Inside the Studio

Giorgia Siriaco

What are the major themes you pursue in your work?

My work is very much inspired by nature and my background in research science. Carrying out research on a daily basis hones your observational skills. My art is not a literal representation of what I see on my walks or while looking down a microscope, but – on a subconscious level – I am always observing shapes and colours. Being a research scientist means, amongst other things, being curious, observing your surroundings, trying to understand how things work. Although my approach to painting is very intuitive – I have no formal training – I find myself using those same skills to explore the balance between marks and colour.

I am fortunate enough to live close to the ocean and usually start my day walking the dog in the countryside surrounding my home. On my walks I can slow down, observe my environment, take in colours, patterns, textures, sounds and, most importantly, the light, which has a particularly vibrant quality here in California. Once I am back in my studio, the work takes on a personal note. I am most interested in exploring the balance between the strong and the delicate. Strong shapes or colours, overlaid by light delicate marks. Although the marks I put down can reflect the forms I see outdoors, they are also an expression of life itself, which is full of powerful, contrasting emotions interspersed with moments of lightness – the sound of gentle breeze, or the unexpected sight of migrating geese. I try to find a meeting place between the strong and the delicate.

What was the best advice given to you as an artist?

I did not go to art school, and therefore have not had a formal mentor. However, a friend and fellow artist once told me to trust the artistic process. I’ve returned to those words often. I tend to seek control over my life, but painting allows me to let go, to learn that a “mistake” will simply lead me in another direction, which will be equally rewarding. It is an invaluable daily lesson.
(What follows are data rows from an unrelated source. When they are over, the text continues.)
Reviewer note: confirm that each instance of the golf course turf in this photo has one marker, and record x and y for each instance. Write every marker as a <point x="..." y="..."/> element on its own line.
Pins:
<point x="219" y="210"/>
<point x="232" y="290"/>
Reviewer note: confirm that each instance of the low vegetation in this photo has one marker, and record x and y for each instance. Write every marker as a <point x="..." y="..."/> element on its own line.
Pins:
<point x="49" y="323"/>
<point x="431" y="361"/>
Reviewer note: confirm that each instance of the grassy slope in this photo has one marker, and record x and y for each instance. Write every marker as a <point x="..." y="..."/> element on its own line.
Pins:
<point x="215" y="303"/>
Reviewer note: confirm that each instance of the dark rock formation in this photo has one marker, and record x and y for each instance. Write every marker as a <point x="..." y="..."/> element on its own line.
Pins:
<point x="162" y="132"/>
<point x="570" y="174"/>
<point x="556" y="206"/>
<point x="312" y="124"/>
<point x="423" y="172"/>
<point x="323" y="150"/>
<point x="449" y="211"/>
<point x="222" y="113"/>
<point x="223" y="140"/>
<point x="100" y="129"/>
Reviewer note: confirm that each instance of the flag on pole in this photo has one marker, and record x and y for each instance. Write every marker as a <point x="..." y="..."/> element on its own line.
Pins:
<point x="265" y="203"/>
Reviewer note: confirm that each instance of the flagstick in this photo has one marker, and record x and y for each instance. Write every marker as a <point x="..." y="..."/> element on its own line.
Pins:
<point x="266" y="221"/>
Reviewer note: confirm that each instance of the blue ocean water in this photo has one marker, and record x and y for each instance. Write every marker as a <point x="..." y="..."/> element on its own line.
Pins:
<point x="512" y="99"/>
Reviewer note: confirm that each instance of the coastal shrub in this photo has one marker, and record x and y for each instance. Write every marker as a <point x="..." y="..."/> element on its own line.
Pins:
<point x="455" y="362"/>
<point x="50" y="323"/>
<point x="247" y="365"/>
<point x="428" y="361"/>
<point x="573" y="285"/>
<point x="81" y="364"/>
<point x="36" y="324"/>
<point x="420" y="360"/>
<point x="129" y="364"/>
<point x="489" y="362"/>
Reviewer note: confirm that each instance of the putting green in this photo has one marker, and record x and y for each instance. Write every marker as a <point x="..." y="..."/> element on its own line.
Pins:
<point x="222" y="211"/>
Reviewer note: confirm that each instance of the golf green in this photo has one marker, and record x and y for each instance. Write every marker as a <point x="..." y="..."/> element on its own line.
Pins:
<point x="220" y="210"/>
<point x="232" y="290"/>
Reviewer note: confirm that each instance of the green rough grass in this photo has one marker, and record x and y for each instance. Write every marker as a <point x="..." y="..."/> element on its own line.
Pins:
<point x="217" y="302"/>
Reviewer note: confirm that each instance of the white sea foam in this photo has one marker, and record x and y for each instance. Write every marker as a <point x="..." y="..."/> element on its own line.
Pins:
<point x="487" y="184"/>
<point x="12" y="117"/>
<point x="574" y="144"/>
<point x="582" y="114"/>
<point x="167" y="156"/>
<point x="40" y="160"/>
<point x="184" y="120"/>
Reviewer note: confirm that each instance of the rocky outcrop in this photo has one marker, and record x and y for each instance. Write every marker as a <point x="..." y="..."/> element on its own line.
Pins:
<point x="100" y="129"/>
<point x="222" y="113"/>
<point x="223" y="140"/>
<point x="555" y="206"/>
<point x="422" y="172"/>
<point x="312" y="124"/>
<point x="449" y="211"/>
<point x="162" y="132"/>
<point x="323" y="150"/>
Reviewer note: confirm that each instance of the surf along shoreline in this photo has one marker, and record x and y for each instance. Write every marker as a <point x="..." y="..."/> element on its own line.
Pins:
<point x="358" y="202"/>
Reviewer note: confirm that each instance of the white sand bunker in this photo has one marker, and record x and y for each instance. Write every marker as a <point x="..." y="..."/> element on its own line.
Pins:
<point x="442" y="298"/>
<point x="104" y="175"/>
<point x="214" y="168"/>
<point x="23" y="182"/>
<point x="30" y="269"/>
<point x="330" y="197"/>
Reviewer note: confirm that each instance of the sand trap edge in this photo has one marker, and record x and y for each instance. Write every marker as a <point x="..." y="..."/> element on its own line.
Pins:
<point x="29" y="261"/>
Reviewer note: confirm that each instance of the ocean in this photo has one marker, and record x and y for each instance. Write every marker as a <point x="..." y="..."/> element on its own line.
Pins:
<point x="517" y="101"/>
Just as importantly, the support of family and friends throughout the years has allowed me to give space to the constant – and powerful – urge I have to create, no matter the medium.

Prefer to work with music or in silence?

I almost always work with the radio on – NPR (National Public Radio). It keeps me company throughout the day, although when I’m truly focused on painting it fades into the background, as if I were working in silence.

If you could have one piece of art in your life, what would it be?

A hard question to answer. Depending on the day, a portrait by Modigliani, a painting by William Scott, a sculpture by Michelangelo or Ruth Asawa, a piece by Adela Akers.

Who are your favorite writers?

Another hard question to answer, as I’m an avid reader and have gone through many phases of favourite writers. Salinger, Fitzgerald and Evelyn Waugh when I was younger, contemporary Indian and British writers in later years. Recent discoveries include Ann Patchett, Emma Donoghue, Kazuo Ishiguro’s “Never Let me Go”. Favorite books -books I’ve read several times over – include Arundhati Roy’s “The God of Small Things”, Keri Hulme’s “The Bone People” and Salinger’s collection of short stories.